Peeking into the quality control art of cellular chefs
If you’ve ever enjoyed a meal, thank the chef—and if you’ve ever enjoyed life, credit spliceosomes, the cellular chefs of existence.
Genes in our DNA are like ingredient lists scattered across pages. Spliceosomes carefully remove non-coding introns and join coding exons to craft mature mRNAs, the blueprints for proteins.
Within every human cell, around 100000 spliceosomes are hard at work. But with this scale, mistakes can happen. Spliceosomes rely on quality control mechanisms to catch and correct errors. Faulty quality control has been linked to dire consequences, such as neurodevelopmental disorders, cancer, and other diseases.
“While it was known that spliceosomes have robust quality control mechanisms, very little was understood about how this process works,” says Associate Professor Tamás Fischer from The Australian National University (ANU), an expert in RNA surveillance.
To uncover the details, Fischer’s team specialised in RNA technologies collaborated with structural biologists at the Heidelberg University Biochemistry Center who captured high-resolution structures of a defective spliceosome on its way to disassembly.
Their findings, published in Nature Structural & Molecular Biology, provide fresh insight into how cells identify and discard faulty spliceosomes.
Freezing the frame
Spliceosomes are intricate cellular machines made of over 100 different proteins and five small nuclear RNAs.
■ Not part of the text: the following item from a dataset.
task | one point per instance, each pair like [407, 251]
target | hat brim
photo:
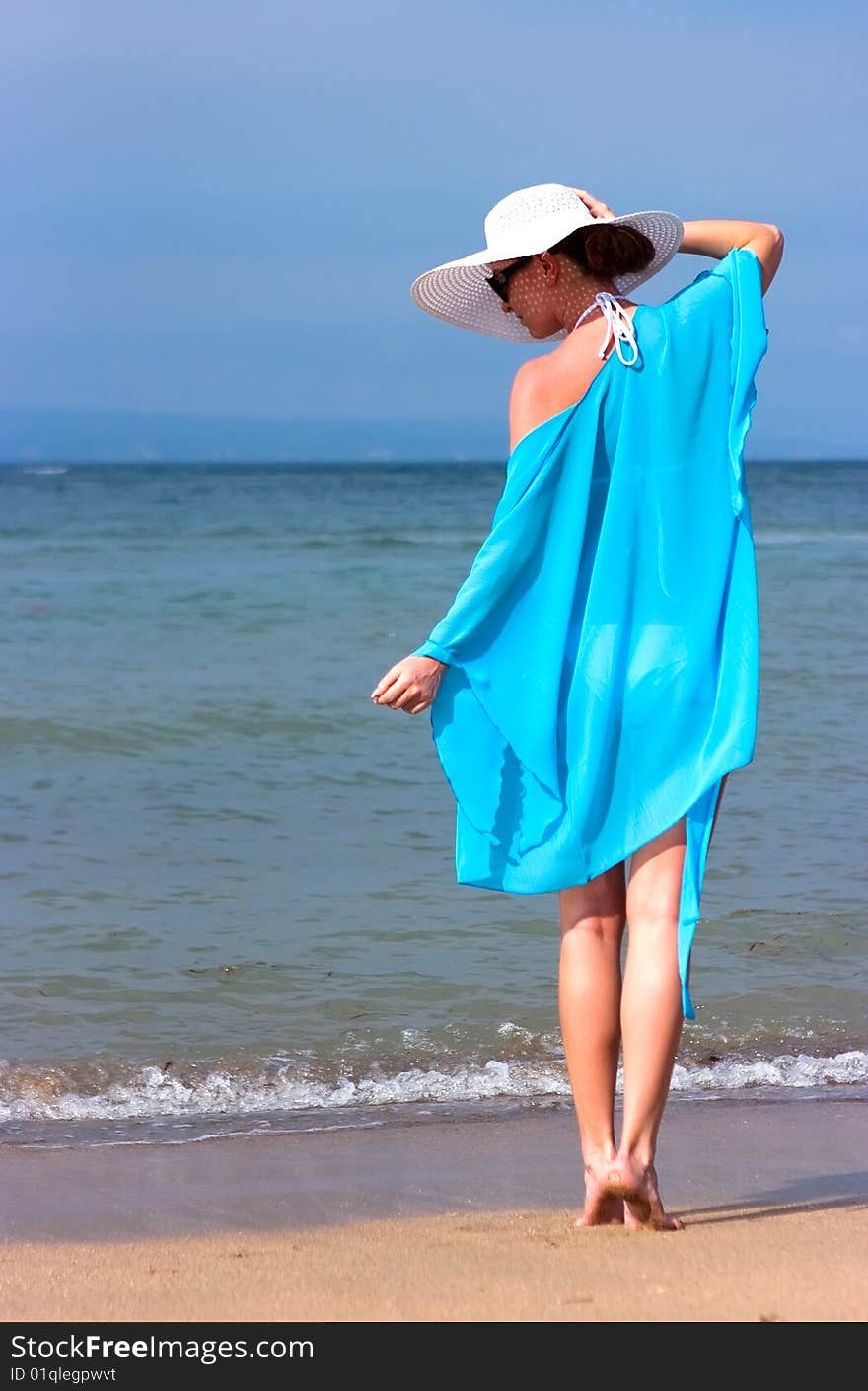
[460, 294]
They assemble and disassemble step by step as they process pre-mRNA, making it technically challenging to capture transient intermediate states.
To tackle this, the researchers added small affinity tags to two proteins involved in the discard pathway and used them to selectively “fish out” defective spliceosomes from fission yeast (Schizosaccharomyces pombe) cells.
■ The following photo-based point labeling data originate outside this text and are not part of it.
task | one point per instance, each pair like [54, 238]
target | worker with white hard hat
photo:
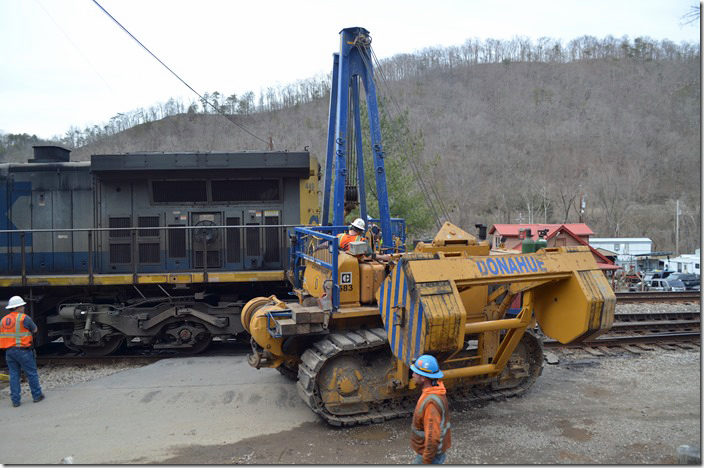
[354, 233]
[16, 330]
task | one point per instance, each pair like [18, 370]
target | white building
[687, 263]
[626, 248]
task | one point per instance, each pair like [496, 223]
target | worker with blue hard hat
[16, 330]
[430, 429]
The researchers then froze these complexes using cryogenic electron microscopy (cryo-EM) to capture their structures in vivid detail.
“Our purification strategy, coupled with the largely rigid nature of the spliceosome core, facilitated the capture of high-resolution information for the core,” says co-corresponding author Professor Irmgard Sinning from Heidelberg University Biochemistry Center.
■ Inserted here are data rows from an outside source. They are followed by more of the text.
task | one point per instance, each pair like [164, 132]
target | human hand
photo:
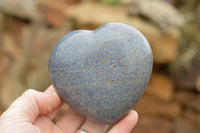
[33, 112]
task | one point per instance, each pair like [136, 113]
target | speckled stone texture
[102, 73]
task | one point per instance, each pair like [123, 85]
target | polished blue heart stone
[102, 74]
Analysing components flexibly attached to the periphery, however, posed a tougher challenge.
“To address this, we employed extensive particle sorting, rigorously tested various cryo-EM data analysis software suites, and complemented the structural data with crosslinking mass spectrometry in collaboration with Max Planck Institute for Multidisciplinary Sciences,” lead author Dr Komal Soni explains.
These strategies yielded two high-resolution reconstructions of defective spliceosomes at average resolutions of 3.2 and 3.1 angstroms (Å, 10-10 m)—close to atomic detail.
“These structures are the first that show a quality control arrested spliceosome in molecular details,” notes Fischer, who used RNA sequencing to unravel specific features of aberrant pre-mRNAs that led spliceosome to discard.
From yeast to human
These captured structures provide snapshots of a malfunctioning spliceosome stuck in the discard pathway.
Analysis revealed what goes wrong and how the spliceosome recognises errors, halts splicing, and moves towards disassembly.
From the structures, the study also identified two molecular models for this discard pathway, shedding light on the molecular choreography of this process.
The researchers believe that the recognition and discard mechanisms for defective spliceosomes in yeast are highly conserved.
“Each of the proteins involved in the process is conserved from fission yeast to humans,” says Fischer, highlighting the broader relevance of their findings.
The research is part of a long-standing collaboration between ANU and Heidelberg University to study the intricacies of RNA quality control.
“We want to understand how this basic mechanism works,” Fischer says, “Our next goal is to map the same process in human cells.”
By understanding these molecular ‘executive chefs’—as Fischer put it—scientists are edging closer to decoding life’s most intricate recipes, one splice at a time.